Eisenbahn-Güterverkehr nur 50 v. H. von 1938

Karlsruhe (SÜDENA). - In einem vom Reichsbahnrat Heinze anläßlich einer Beratung zwischen Vertretern der verschiedenen Verkehrszweige und der Wirtschaft gehaltenen Referat kam zum Ausdruck, daß gegenwärtig um etwa 50 v. H. weniger Güter durch die Eisenbahn im Raum der Bizone befördert werden als 1938. Das ist im wesentlichen darauf zurückzuführen, daß die Wiederinstandsetzung der Lagergebäude und Bahnhofsbaulichkeiten eine längere Zeit in Anspruch nimmt als die Reparatur des Schienennetzes. Der Mangel an Ersatz- und Rohstoff verhindert die Ausbesserung der 15 000 Lokomotiven, die den Krieg überstanden haben und von denen zur Zeit nur 7600 betriebsfähig sind, während 1938 insgesamt etwa 30 000 Lokomotiven verfügbar waren. Um die bisherige Wiederinstandsetzung zu erhöhen, sieht jetzt ein neues, erweitertes Ausbesserungsprogramm im vereinigten Wirtschaftsgebiet die Ausbesserung weiterer 1000 Lokomotiven bis 1949 vor. Mit Ausbesserung von hohem Materialverbrauch konnte das Ausland zum Teil beauftragt werden. Von 317 000 Güterwagen sind heute 233 000 einsatzfähig bei einem durchschnittlich schadhaften Wagenbestand von 25 bis 30 v.

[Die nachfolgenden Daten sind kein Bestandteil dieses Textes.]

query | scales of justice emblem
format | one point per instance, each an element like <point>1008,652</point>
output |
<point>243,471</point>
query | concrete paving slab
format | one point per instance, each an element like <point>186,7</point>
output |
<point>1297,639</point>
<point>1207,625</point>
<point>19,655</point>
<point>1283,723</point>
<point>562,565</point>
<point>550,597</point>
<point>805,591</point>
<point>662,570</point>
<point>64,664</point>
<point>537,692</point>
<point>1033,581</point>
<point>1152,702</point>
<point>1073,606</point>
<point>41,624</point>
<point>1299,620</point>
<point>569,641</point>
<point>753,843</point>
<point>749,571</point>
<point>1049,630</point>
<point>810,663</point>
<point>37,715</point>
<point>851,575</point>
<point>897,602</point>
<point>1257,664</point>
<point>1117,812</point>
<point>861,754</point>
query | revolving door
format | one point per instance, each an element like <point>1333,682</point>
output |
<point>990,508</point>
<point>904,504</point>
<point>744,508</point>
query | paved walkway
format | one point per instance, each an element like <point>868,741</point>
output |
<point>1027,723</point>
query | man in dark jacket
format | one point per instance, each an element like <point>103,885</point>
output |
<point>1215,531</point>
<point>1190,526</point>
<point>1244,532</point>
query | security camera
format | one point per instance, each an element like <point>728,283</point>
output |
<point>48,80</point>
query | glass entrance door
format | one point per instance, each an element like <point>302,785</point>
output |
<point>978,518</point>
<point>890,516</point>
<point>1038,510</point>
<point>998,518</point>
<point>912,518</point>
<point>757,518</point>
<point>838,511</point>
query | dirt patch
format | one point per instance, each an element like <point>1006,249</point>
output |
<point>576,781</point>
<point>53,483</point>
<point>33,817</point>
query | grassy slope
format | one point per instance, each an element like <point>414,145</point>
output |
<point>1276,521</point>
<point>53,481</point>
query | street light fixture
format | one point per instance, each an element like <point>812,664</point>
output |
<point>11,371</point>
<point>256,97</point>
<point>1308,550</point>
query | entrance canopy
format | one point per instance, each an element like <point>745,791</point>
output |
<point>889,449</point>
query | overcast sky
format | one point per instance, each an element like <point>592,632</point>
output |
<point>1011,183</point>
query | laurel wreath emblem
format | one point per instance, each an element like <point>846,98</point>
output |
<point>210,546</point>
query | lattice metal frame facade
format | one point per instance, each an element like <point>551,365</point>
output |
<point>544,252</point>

H., der früher nur wenige Prozent betrug. Das Eisenbahn-Reparaturprogramm sieht jedoch im Rahmen des Europa-Hilfsprogrammes vor, im Jahre 1952 den Wagenstand von 1936 erreicht zu haben.

Nachdem Aufträge zum Bau von Güterwagen an die Tschechoslowakei und an Belgien wegen der hohen Kosten zurückgezogen wurden, sind fünf deutsche Firmen mit dem Bau von 3000 Güterwagen beauftragt worden. Ein weiteres Programm für sämtliche Waggonfabriken der Bizone enthält an Stelle von Reparaturaufträgen für 120 Millionen D-Mark Aufträge zum Bau von Güterwagen. Darüber hinaus läßt ein Austauschvertrag mit Frankreich den Empfang von 30 000 Güterwagen erhoffen.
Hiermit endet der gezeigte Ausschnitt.